Slow Progress in Kenya: We expect SCEA to remain unprofitable over FY20-FY23 as the company has not been able to secure a major contract since setting up operations in 2017. As such, capacity utilisation is low and the plant is likely to remain unprofitable until SCEA is able to win a substantial contract. The opportunity in the Kenyan market remains strong given the country’s low electrification, the inability of local companies to meet rising demand and availability of funding by foreign donors in the power sector. However, Sierra has yet to show it is able to tap the potential of the market.

Derivation Summary

Sierra is a copper and aluminium cable manufacturer with a modest product portfolio and a modest local and international market share. Its smaller operating scale and significant exposure to cyclical end-markets is reflected in a rating that is multiple notches lower than that of rated peers, such as DSI Samson Group (Private) Limited (BBB(lka)/Stable) and Abans PLC (BBB+(lka)/Stable). Sierra’s expansion into international markets, where the company needs to establish its market position, will keep its business risk elevated in the medium term compared with peers.

Sierra is rated on a standalone basis, reflecting Fitch’s assessment of weak linkages between Sierra and its relatively weaker parent, Sierra Holdings Private Limited, given the lack of majority board representation by the parent, as well as the parent’s low dependency on Sierra’s cash flow to service its own obligations.

Key Assumptions

– Consolidated revenue growth of around 4% in FY20 and then hover at around 3% during FY21-FY23 as construction projects come to the final phase and aided by contract wins by Sierra Industries.

– EBITDA margins to expand by around 100bps and average at 9.4% during FY20-FY23 amid an improvement in pricing power and a turnaround in operating profitability of Sierra Industries.

– Average capex of around LKR72 million in the next two years.

– Dividend payout to average around 50% of post-tax profits in the medium term.

RATING SENSITIVITIES

Developments That May, Individually or Collectively, Lead to Positive Rating Action

– An upgrade is not anticipated in the short to medium term until there is an improvement in the company’s size and scale of operations while maintaining the current financial profile.
Developments That May, Individually or Collectively, Lead to Negative Rating Action

– Adjusted net debt/EBITDAR, excluding cash flow from overseas operations, of over 3.5x for a sustained period.

– EBITDAR coverage – measured by EBITDAR, excluding cash flow from overseas operations/gross interest plus rent – falling below 2.0x for a sustained period.

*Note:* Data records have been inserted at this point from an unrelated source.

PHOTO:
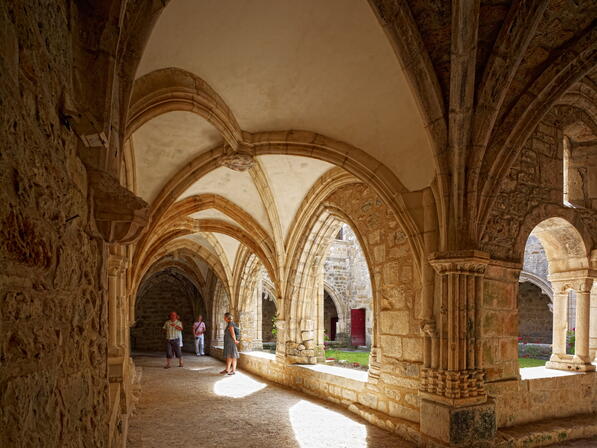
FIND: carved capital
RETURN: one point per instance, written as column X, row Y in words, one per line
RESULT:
column 471, row 262
column 120, row 216
column 454, row 387
column 240, row 159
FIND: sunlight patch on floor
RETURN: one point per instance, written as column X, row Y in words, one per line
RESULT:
column 198, row 368
column 237, row 386
column 317, row 427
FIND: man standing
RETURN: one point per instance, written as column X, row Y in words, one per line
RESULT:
column 173, row 329
column 199, row 332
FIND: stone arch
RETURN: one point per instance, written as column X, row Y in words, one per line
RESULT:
column 163, row 291
column 297, row 143
column 568, row 264
column 341, row 308
column 392, row 268
column 564, row 246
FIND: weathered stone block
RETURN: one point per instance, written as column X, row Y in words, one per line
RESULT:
column 458, row 426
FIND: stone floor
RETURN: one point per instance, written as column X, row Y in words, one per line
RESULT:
column 195, row 406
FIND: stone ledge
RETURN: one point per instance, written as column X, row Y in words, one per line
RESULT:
column 547, row 432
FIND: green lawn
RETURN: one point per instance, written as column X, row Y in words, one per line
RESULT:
column 363, row 358
column 530, row 362
column 360, row 357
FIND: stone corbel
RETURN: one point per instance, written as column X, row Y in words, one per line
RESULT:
column 120, row 216
column 241, row 158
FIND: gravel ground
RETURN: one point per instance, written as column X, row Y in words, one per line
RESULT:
column 196, row 406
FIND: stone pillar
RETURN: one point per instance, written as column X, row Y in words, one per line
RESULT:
column 116, row 271
column 583, row 310
column 454, row 404
column 593, row 323
column 562, row 283
column 560, row 305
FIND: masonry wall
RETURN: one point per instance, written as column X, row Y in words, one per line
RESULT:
column 535, row 320
column 53, row 342
column 397, row 344
column 346, row 270
column 268, row 309
column 163, row 293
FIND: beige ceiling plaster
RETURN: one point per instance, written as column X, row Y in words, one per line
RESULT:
column 214, row 214
column 201, row 240
column 323, row 66
column 235, row 186
column 165, row 144
column 291, row 177
column 230, row 246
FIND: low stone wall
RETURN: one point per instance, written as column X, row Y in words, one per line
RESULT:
column 532, row 400
column 358, row 395
column 517, row 401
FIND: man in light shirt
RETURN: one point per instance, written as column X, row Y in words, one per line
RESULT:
column 199, row 332
column 173, row 328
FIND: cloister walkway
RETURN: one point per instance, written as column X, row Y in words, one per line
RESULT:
column 196, row 407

– Delays or disruptions in overseas expansions, which could result in additional capital calls or lower profitability.

Liquidity and Debt Structure

Manageable Liquidity Position: As at end-March 2019, Sierra had LKR72 million of unrestricted cash and LKR670 million of committed but unutilised credit lines to meet LKR1.5 billion of short-term debt falling due in the next 12 months, of which short-term working capital debt amounts to LKR1.3 billion. Sierra’s net working capital position stood at LKR2 billion, and its working capital cycle is healthy at 162 days at FYE19, which improved to 104 days by the end of 1QFY20. Therefore we expect banks to roll over the company’s working capital facilities as and when they fall due. We further expect Sierra to generate free cash flows of LKR100 million in FY20.

Summary of Financial Adjustments

We have excluded EBITDA of Sierra’s African operations from its consolidated EBITDA when calculating adjusted net leverage and fixed-charge coverage ratios due to the company’s intention to retain any incremental operating cash flow from its African operations to fund overseas growth opportunities.